Without any warning, without so much as a spooky chord of music, the two pencils burst into flame. Blinding light blazed in the room, snapping away the shadows like rubber bands. Everyone shrieked and scrambled back, as the flame from the pencils mushroomed up towards the ceiling. Through the impossibly bright glare, Maia saw a form, outlined in fiery orangey-yellows, with wings all over, wings where there shouldn’t be wings, and eyes, lots of eyes, staring terribly-


A voice, dissonant and clanging, blasted at them from all corners of the room. “Why have you summoned me?”


Kendall threw up splashily. Trisha gathered what fortitude she had. “Um-” she squeaked, trying to sound defiant.


Flee,” said the voice. “FLEE!”


They fled, shrieking. The light faded, and the fire dwindled down like a used-up birthday candle. A smaller figure, yellow-white, appeared by the bed, trying to stifle a laugh. “Bravo, Raph,” she said, clapping. “Bravo.”


That was what you wanted, right?” said the voice from the fiery collection of wings and eyes. “I thought the pencils flaming might have been a bit much….

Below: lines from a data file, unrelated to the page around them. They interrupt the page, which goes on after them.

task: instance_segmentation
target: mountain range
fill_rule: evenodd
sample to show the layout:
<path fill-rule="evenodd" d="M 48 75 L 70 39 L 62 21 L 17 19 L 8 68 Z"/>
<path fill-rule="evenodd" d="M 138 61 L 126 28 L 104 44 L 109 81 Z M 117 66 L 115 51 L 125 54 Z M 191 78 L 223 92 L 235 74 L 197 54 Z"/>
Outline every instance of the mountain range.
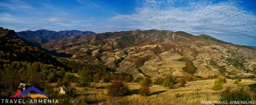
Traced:
<path fill-rule="evenodd" d="M 139 30 L 76 35 L 43 43 L 70 58 L 103 63 L 117 73 L 153 78 L 175 77 L 233 78 L 254 75 L 256 50 L 205 35 Z"/>
<path fill-rule="evenodd" d="M 74 35 L 93 35 L 92 31 L 80 31 L 77 30 L 54 31 L 46 30 L 39 30 L 35 31 L 23 31 L 16 32 L 18 36 L 25 39 L 42 44 L 55 39 L 67 37 Z"/>
<path fill-rule="evenodd" d="M 56 64 L 58 61 L 49 54 L 61 54 L 68 59 L 102 64 L 118 73 L 153 79 L 169 74 L 193 78 L 217 75 L 247 78 L 256 73 L 255 49 L 206 35 L 157 30 L 100 33 L 41 30 L 17 32 L 24 36 L 20 37 L 13 30 L 2 28 L 1 32 L 1 57 L 4 60 Z M 47 38 L 37 43 L 43 50 L 30 46 L 35 46 L 36 41 L 27 38 L 32 36 Z"/>

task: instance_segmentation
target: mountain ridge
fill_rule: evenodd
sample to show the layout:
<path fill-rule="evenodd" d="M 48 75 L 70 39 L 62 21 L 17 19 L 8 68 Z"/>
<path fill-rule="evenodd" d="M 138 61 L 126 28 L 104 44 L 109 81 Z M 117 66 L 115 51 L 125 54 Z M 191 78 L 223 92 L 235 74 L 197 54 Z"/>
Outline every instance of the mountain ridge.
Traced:
<path fill-rule="evenodd" d="M 39 30 L 34 31 L 30 30 L 22 31 L 16 33 L 18 36 L 39 44 L 42 44 L 55 39 L 74 35 L 93 35 L 96 33 L 92 31 L 80 31 L 77 30 L 55 31 L 47 30 Z"/>
<path fill-rule="evenodd" d="M 183 31 L 137 30 L 77 35 L 48 41 L 42 47 L 134 76 L 233 78 L 245 73 L 242 70 L 249 74 L 256 70 L 250 64 L 256 62 L 254 49 Z"/>

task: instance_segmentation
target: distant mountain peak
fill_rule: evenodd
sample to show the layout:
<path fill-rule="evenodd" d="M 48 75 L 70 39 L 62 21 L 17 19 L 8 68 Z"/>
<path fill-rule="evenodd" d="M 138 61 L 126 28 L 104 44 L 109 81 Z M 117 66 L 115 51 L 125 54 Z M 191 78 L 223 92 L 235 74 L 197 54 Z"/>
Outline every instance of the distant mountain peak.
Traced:
<path fill-rule="evenodd" d="M 27 40 L 42 44 L 55 39 L 75 35 L 93 35 L 96 33 L 92 31 L 80 31 L 78 30 L 60 31 L 57 32 L 47 30 L 39 30 L 34 31 L 23 31 L 16 32 L 16 33 L 18 36 Z"/>

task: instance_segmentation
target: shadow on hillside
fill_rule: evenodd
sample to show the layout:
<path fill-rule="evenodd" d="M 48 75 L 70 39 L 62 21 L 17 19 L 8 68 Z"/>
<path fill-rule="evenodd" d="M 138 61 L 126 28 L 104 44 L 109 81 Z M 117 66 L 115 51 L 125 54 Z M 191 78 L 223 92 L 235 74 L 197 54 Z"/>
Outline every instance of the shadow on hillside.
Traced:
<path fill-rule="evenodd" d="M 131 95 L 133 94 L 139 94 L 139 90 L 135 89 L 135 90 L 130 90 L 129 95 Z"/>
<path fill-rule="evenodd" d="M 106 89 L 108 87 L 106 86 L 99 86 L 99 87 L 94 87 L 96 89 Z"/>
<path fill-rule="evenodd" d="M 154 93 L 152 93 L 151 94 L 150 94 L 150 95 L 158 95 L 158 94 L 160 94 L 160 93 L 164 93 L 164 92 L 166 92 L 166 91 L 164 91 L 164 90 L 162 90 L 162 91 L 155 91 L 155 92 L 154 92 Z"/>
<path fill-rule="evenodd" d="M 153 93 L 151 93 L 150 95 L 158 95 L 158 94 L 159 94 L 160 93 L 164 93 L 166 91 L 164 91 L 164 90 L 155 91 L 155 92 L 153 92 Z M 130 91 L 129 95 L 133 95 L 133 94 L 139 94 L 139 90 L 138 89 L 136 89 L 136 90 L 133 90 Z"/>
<path fill-rule="evenodd" d="M 65 58 L 70 58 L 73 56 L 72 54 L 67 54 L 63 52 L 57 52 L 55 50 L 52 50 L 51 51 L 48 51 L 49 53 L 50 53 L 51 55 L 59 57 L 65 57 Z"/>

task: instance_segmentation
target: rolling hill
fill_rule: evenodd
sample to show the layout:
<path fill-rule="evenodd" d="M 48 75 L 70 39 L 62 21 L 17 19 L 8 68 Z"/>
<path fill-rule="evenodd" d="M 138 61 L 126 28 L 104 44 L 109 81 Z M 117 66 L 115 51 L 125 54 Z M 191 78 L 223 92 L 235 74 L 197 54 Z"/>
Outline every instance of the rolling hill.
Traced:
<path fill-rule="evenodd" d="M 39 30 L 35 31 L 23 31 L 16 32 L 18 36 L 24 37 L 25 39 L 42 44 L 55 39 L 64 38 L 78 35 L 93 35 L 94 32 L 92 31 L 80 31 L 77 30 L 54 31 L 46 30 Z"/>
<path fill-rule="evenodd" d="M 153 78 L 255 75 L 256 50 L 203 35 L 150 30 L 76 35 L 42 44 L 72 59 L 102 62 L 117 73 Z"/>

“It was perfect,” Constance said. Being a guardian angel could, occasionally, be fun. Especially when you could do things like this. “Bet she didn’t plan on summoning a seraphim.”


“No one ever does,” sulked the seraphim.


“Oh, grow up,” she said. “Right, who’s next?”


Birthday party, Third Street, fifth house on the left. They’ve almost started.”


Constance smiled, extending her wings. “Pencils down, kids.”  She and Raph disappeared, in a flurry of light.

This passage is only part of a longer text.